I updated my userdata to not export the env variables to cause the failure. I've looked over the cloud-init and cloud-init-output files before, but I can't understand why the /etc/bashrc or other files don't seem to have an affect on environment variables during cluster creation. I assumed the python code was building its own env variables and ignoring bash env variables. I can't seem to attach log files to this post.... Can I email you the log files?
@dan-schlecht, Did you figure out the issue? If not, please attach custom userdata and log file to the issue, thanks.
I have a workaround in place, but my workaround is somewhat involved. It would be nice if pcluster code could inherit bash env variables or somehow be told specific env variables to use during the create process.
I can't seem to attach log files to this post.... Can I email you the log files?
Does it work to paste the relevant bits into a message?
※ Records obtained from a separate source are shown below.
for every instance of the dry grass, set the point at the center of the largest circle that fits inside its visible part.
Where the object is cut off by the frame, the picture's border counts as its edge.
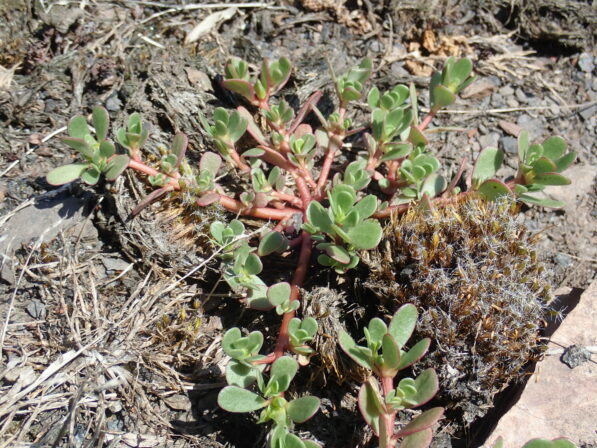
(104, 345)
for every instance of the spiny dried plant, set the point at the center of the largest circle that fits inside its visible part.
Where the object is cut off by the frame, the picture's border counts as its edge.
(472, 270)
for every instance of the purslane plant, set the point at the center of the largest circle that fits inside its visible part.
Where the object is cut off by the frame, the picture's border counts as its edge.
(292, 181)
(385, 355)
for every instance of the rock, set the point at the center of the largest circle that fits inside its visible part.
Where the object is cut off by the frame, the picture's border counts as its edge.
(37, 309)
(41, 222)
(582, 177)
(575, 356)
(558, 401)
(585, 62)
(490, 139)
(510, 144)
(563, 260)
(533, 125)
(506, 91)
(521, 96)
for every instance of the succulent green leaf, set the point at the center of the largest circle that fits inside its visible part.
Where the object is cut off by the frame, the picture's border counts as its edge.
(523, 145)
(235, 399)
(427, 385)
(544, 165)
(337, 253)
(279, 293)
(243, 88)
(461, 70)
(358, 354)
(493, 189)
(544, 202)
(283, 371)
(499, 443)
(370, 404)
(403, 323)
(415, 353)
(302, 409)
(416, 137)
(391, 353)
(366, 206)
(80, 145)
(65, 174)
(433, 185)
(318, 217)
(544, 443)
(293, 441)
(565, 161)
(373, 97)
(365, 235)
(554, 147)
(77, 127)
(116, 166)
(442, 97)
(420, 439)
(91, 175)
(426, 420)
(241, 375)
(101, 122)
(551, 179)
(488, 162)
(253, 265)
(272, 242)
(210, 162)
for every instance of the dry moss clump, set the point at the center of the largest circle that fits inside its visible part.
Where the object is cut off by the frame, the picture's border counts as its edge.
(472, 270)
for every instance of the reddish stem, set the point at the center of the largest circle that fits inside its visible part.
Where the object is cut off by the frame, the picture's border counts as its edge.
(298, 279)
(145, 169)
(426, 120)
(333, 146)
(303, 190)
(290, 198)
(387, 384)
(257, 212)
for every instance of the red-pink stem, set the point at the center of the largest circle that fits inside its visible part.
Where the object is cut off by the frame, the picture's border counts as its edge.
(426, 120)
(387, 384)
(275, 214)
(290, 198)
(334, 145)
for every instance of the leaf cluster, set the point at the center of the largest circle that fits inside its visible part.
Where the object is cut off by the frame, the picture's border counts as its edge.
(385, 355)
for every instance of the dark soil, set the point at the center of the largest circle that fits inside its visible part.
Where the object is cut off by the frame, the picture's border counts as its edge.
(88, 282)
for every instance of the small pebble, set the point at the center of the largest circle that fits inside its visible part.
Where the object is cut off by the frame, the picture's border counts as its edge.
(521, 96)
(506, 91)
(511, 102)
(585, 62)
(113, 104)
(563, 260)
(510, 144)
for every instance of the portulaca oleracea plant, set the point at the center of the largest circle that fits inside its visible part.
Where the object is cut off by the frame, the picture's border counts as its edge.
(286, 171)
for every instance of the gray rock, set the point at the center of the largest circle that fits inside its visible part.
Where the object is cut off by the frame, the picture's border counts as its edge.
(585, 62)
(37, 309)
(563, 260)
(510, 144)
(533, 125)
(521, 96)
(490, 139)
(511, 102)
(506, 91)
(575, 355)
(113, 103)
(588, 112)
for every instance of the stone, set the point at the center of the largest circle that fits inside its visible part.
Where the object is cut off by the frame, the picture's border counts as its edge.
(585, 62)
(510, 144)
(559, 401)
(582, 177)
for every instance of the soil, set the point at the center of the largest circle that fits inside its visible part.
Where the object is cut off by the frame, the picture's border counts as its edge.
(114, 325)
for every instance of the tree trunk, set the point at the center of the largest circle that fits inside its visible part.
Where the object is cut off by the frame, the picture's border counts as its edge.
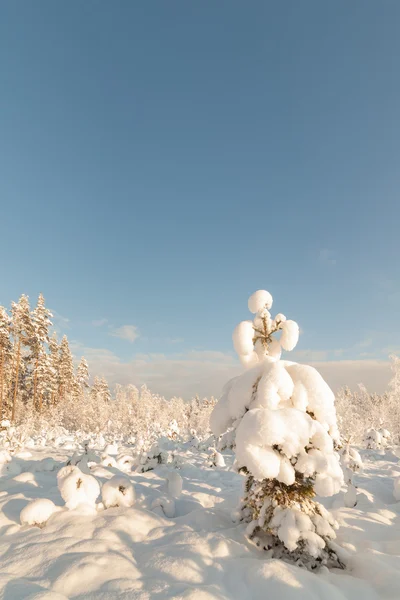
(16, 380)
(1, 382)
(35, 381)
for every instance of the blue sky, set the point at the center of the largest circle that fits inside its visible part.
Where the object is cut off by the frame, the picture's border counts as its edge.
(162, 160)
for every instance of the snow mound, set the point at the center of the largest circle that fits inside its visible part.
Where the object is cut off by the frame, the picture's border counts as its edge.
(118, 491)
(175, 484)
(37, 512)
(76, 487)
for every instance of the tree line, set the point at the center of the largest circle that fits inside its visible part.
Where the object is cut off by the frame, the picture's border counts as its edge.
(35, 368)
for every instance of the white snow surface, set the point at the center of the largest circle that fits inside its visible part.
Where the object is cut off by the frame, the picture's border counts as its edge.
(195, 553)
(118, 491)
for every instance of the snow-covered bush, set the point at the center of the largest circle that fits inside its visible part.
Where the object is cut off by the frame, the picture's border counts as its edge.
(37, 512)
(159, 454)
(396, 488)
(285, 427)
(351, 463)
(386, 437)
(166, 506)
(374, 440)
(175, 483)
(77, 487)
(118, 491)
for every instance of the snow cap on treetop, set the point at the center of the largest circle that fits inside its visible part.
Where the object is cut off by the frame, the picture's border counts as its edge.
(259, 300)
(254, 341)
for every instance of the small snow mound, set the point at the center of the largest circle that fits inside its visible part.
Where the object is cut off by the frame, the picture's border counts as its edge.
(37, 512)
(4, 457)
(396, 488)
(175, 484)
(125, 463)
(76, 487)
(111, 449)
(9, 469)
(118, 491)
(167, 506)
(108, 461)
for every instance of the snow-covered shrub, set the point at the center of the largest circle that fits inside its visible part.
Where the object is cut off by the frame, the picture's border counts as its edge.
(9, 469)
(285, 427)
(216, 459)
(157, 455)
(118, 491)
(111, 449)
(385, 436)
(167, 506)
(77, 487)
(108, 461)
(351, 463)
(373, 439)
(396, 488)
(126, 462)
(175, 483)
(37, 512)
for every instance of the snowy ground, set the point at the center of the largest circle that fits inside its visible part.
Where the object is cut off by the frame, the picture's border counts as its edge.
(200, 554)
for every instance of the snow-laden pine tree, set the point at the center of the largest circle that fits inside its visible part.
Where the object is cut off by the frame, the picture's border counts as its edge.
(82, 374)
(5, 355)
(41, 324)
(53, 373)
(66, 369)
(23, 335)
(283, 419)
(105, 390)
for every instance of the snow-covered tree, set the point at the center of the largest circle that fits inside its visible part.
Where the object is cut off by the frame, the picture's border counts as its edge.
(105, 390)
(41, 324)
(82, 374)
(66, 369)
(5, 353)
(54, 369)
(23, 334)
(284, 423)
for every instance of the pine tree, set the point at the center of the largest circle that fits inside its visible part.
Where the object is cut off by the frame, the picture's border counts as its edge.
(284, 423)
(5, 353)
(104, 390)
(54, 369)
(82, 374)
(66, 369)
(23, 334)
(41, 324)
(95, 390)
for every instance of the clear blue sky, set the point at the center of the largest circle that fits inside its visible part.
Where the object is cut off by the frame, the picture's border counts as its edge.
(162, 160)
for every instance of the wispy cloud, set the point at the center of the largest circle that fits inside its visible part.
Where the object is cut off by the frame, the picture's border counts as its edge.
(206, 372)
(99, 322)
(126, 332)
(326, 257)
(60, 323)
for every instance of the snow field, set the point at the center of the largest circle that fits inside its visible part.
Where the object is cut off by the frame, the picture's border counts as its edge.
(194, 552)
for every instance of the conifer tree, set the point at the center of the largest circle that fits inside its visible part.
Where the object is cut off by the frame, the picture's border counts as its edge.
(54, 366)
(283, 418)
(41, 324)
(105, 390)
(66, 369)
(5, 353)
(82, 374)
(23, 333)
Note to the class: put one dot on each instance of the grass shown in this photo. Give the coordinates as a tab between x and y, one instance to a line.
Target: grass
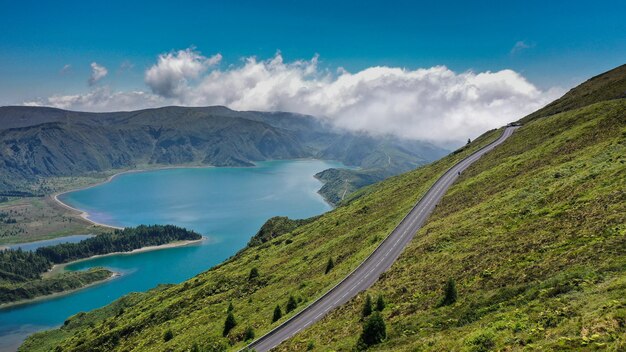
41	218
291	264
533	235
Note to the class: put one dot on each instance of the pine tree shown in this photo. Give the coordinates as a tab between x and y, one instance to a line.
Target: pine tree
330	265
380	303
374	330
291	304
367	307
249	334
254	273
278	313
449	294
229	323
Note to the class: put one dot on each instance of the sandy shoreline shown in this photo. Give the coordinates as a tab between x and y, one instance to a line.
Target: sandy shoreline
114	275
57	268
85	215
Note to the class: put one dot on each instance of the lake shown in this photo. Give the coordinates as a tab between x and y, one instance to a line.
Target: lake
227	205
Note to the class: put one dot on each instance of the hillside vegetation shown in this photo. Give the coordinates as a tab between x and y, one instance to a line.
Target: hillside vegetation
37	143
533	235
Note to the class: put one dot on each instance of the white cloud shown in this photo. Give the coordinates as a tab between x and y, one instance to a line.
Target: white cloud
433	104
169	76
66	69
98	72
520	46
101	99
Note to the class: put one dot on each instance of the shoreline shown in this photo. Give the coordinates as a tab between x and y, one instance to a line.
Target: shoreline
58	268
114	275
85	215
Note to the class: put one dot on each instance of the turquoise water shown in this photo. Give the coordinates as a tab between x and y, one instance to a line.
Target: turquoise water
31	246
227	205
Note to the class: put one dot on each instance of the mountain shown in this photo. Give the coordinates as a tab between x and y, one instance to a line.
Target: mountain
533	235
39	142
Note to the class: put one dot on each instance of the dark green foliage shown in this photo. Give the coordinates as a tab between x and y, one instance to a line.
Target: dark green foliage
374	331
278	313
380	303
229	323
291	304
329	265
125	240
168	335
254	273
178	135
20	266
20	271
449	295
249	334
11	292
367	307
277	226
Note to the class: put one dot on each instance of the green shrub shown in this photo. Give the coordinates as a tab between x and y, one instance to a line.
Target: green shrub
291	304
168	335
367	307
330	265
278	313
450	293
229	323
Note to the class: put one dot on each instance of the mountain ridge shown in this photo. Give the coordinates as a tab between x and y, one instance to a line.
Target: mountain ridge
40	142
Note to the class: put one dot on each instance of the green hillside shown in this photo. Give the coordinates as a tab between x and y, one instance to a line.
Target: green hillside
533	235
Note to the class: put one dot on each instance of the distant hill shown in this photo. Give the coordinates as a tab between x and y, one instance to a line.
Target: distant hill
39	142
533	235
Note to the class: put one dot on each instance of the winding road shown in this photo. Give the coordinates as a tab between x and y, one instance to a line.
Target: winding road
367	273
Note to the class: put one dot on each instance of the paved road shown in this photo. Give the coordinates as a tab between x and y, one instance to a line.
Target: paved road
378	262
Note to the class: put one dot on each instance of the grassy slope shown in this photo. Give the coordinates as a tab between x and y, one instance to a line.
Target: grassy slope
291	264
607	86
533	234
535	237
The ParallelCluster team uses this template to report known issues on github. If you are reporting an issue, please use the 'Bug report' template instead.
Bug description
Provide the following information:
Due to security concerns, all of our corporate AMIs have injected our root CA in the trust chain for pip installs and curl/openssl downloads Thus, create command fails for cluster creation. As a workaround for create, I download and update yaml templates files to update user data sections for master and fleet servers. I also have to download and update the main json stack file to point to my new Master server sub-stack file. I also have to use the undocumented config parameter hit-template to point to my local fleet substack file
In the sub-stack's user data, I basically export environment variables just before the call to "cfn-init" CloudFormation Call. export PIP_CERT=/etc/ssl/certs/ca-bundle.crt export SSL_CERT_FILE=/etc/ssl/certs/ca-bundle.crt
I've tried adding these variables to /etc/bashrc, /etc/profile, /etc/environment, /etc/profile.d/sh.local, etc/profile.d/
But, cluster creation fails as Master node creation.
When I log into the Master node, the environment variables are there and I can manually execute the commands that fail during Master node creation. It's like the environment variables are ignored and new environment variables are setup...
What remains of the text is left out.